Before you turn this problem in, make sure everything runs as expected. First, **restart the kernel** (in the menubar, select Kernel$\rightarrow$Restart) and then **run all cells** (in the menubar, select Cell$\rightarrow$Run All). Check your output to make sure it all looks as you expected.

Make sure you fill in any place that says `YOUR CODE HERE` or "YOUR ANSWER HERE", as well as your name below:

In [1]:
NAME = "Bryan Tchakote"

---

**Here are some key points on how to use the notebook and submit your work.**
We will grade based on assuming you have read and understood them.
    
1. **Using the Notebook to Show Your Work**: You must learn to write code in the notebook... It is a core tool for data science and will make it easier to develop and document your work if you become good at using it. Writing your code in another tool and pasting it into the notebook will probably not work well (forgetting to include code elsewhere, messing up the spacing, or code that don't run as copied). You must be sure your code cells execute because we will test them.  So learn how to run code in the notebook cells to double check your work.
2. **Read Directions Carefully**:  The instructions for your code are very important. If you don't follow the requirements, your application won't do as requested. Making it work correctly is part of learning to program.  If we worded something unclearly, ask the teacher.

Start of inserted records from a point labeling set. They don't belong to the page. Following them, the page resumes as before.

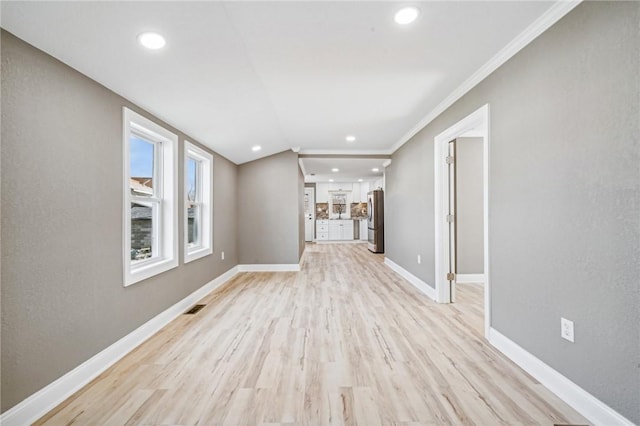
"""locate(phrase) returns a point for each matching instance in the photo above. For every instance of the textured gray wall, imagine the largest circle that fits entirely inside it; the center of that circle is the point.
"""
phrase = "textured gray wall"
(564, 198)
(268, 210)
(62, 294)
(469, 206)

The second set of issues are coding style:

1. **Indentation**: In Python, indentation matters and must be consistent. If you write your code in the Notebook, the **tab** key will indent properly.  If you use another editor and paste into the notebook, it might not be correctly indented (when you do write code in another editor, make sure you set your tabs to indent as 4 spaces, not as a tab character.)  You must make sure that your pasted code runs in the notebook or it will not get a good grade. Anyway, we recommend beginners to work in a Jupyter notebook for this course, whether it's this one or a draft file.
2. **Spacing**: Follow closely the spacing shown in the lessons. There should not be a space  between a function name and the parentheses with the arguments. As a programmer, style is very important. If you work with programmers in the future, they sometimes have "lint" checkers to test your code for style and reject if it doesn't follow the approprate spacing and blank-line-rules. Think of it as a matter of politness for other people reading your code \ (•◡•) /
3. **Names of Variables**: In Python, there's a culture of making everything readable. Don't use ``x`` and ``y`` as your variable names... use words like ``pounds`` and ``kilograms``. It will be easier for colleagues (and yourself) to understand the code later.
4. **Error Messages**: Please use informative error messages that tell the user what they did wrong and what kind of input you expect. Imagine you are designing the user experience! Think about how to help your user. And remember **you** are the user when you debug!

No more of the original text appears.